- Rapid urbanisation, one million people entering the workforce monthly and 40 million people joining the middle class annually.
- For India’s economy to keep up with its vast and swiftly changing demography, pundits agree that the annual GDP growth rate must increase to 8–9%.
Maersk employees in India
- Making up 19% of the total workforce, Indian nationals outnumber any other nationality in the Group.
“It’s a big challenge to motivate extremely capable female employees to aspire to the next level. They have a lot of personal responsibilities, so it’s natural to get comfortable in a position and easy to lose the spark,” says Kinjal Pande, Head of Ocean Product for India, Bangladesh and Sri Lanka at Damco.
Kinjal Pande adds personal experience to the fact that only 5% of working females in India, according to the World Economic Forum Gender Gap, have made it to senior leadership positions, compared to the global average of 20%.
For her it is important to create an encouraging environment where her ambitious and capable female team members have the opportunity to prosper.
“My role as a leader is to keep their ambitions alive with the right set of growth opportunities,” Kinjal Pande says.
160 different nationalities
The Maersk Group is made up of more than 160 different nationalities from all over the world. Making up 19% of the workforce, Indian nationals easily outnumber any other nationality in the organisation.
The Maersk employees work in the Global Service Centres, Maersk’s shared service centres in Chennai, Pune or Mumbai; at the port in Pipavav or the terminal in Mumbai; for Svitzer in Mumbai; for Maersk Training in Chennai; for Maersk Line, Safmarine or APM Terminals Inland Service at the headquarters in Mumbai; or close to customers throughout the country.
That is if the employees have not been expatriated to a Maersk entity in another country, anywhere around the globe.
Another Indian Maersk employee is Trishna Mishra, Head of Operations Cost Recovery at Maersk Line India.
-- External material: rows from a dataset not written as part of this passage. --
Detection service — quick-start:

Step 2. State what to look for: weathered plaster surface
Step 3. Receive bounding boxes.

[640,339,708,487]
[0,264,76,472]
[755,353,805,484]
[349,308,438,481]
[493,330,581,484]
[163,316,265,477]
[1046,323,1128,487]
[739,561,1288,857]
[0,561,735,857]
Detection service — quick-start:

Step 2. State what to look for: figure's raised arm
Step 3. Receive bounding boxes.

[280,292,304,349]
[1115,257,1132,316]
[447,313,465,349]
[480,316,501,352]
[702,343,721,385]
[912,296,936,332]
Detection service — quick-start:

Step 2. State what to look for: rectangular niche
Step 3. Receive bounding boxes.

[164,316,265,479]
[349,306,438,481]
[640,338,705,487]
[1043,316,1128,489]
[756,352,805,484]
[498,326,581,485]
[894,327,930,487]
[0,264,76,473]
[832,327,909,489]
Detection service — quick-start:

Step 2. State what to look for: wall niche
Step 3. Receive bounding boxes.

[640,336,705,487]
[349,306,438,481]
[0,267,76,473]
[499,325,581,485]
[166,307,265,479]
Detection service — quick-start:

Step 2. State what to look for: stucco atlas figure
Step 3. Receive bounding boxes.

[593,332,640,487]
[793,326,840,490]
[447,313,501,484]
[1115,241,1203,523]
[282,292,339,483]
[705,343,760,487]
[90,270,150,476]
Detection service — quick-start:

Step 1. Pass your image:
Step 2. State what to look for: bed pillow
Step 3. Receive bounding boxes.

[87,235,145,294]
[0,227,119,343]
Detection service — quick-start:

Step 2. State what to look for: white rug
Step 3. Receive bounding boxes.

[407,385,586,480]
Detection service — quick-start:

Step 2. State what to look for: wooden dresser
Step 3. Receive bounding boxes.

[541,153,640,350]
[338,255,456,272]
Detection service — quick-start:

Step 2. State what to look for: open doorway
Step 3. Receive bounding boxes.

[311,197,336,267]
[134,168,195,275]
For her, leadership is more diverse, and her responsibilities include the recovery aspect of terminal cost and inland cost, roughly USD 185 million a year. A total of 80% of operations are executed by external vendors.
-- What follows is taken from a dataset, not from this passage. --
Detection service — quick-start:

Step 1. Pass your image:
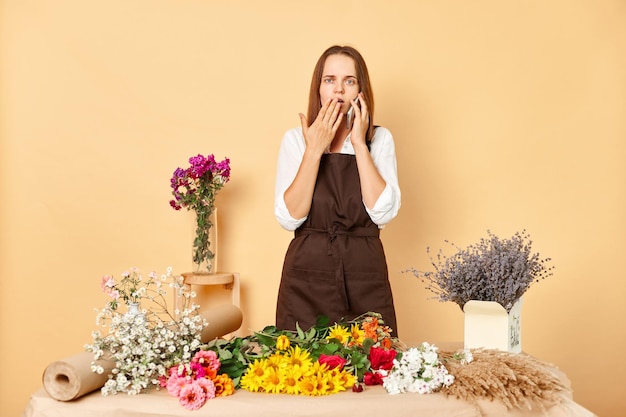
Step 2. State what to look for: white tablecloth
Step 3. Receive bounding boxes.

[23,386,594,417]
“I can only deliver to the customers if I receive the right level of service delivery from the vendors. So we need to manage their performance and even partner with them in order to maintain market share and deliver on profitability,” she says.
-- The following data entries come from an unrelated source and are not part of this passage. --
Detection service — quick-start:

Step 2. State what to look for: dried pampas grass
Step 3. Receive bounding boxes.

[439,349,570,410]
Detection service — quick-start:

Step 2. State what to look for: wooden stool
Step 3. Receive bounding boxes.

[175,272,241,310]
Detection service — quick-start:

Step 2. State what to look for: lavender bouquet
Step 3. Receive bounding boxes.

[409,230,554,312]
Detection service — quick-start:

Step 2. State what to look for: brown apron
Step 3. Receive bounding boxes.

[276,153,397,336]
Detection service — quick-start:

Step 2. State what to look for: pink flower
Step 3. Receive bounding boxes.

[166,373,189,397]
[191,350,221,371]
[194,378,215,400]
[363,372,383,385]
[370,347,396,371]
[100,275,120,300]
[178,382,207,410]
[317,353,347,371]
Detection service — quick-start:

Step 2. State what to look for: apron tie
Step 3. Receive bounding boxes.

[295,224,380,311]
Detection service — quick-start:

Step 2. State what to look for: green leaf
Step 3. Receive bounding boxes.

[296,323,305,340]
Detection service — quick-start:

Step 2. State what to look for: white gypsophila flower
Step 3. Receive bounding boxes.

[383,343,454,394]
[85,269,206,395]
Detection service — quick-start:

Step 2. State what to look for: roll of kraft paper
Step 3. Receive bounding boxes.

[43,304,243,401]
Since Trishna Mishra took the position in 2011, the margin of this part of the business has risen from 7% to 17%, corresponding to a USD 12 million increase.
Focus on Indian conglomerates
Ruchika Kuthari is Channel Head of Emerging Stars at Maersk Line India. Emerging Stars are huge Indian conglomerate businesses that have been identified to have the potential to do much more business with Maersk Line. These include the Tata Group, the Mahindra Group and the Aditya Birla Group; huge Indian companies that within the past 20 years have had a tremendous growth in the global markets.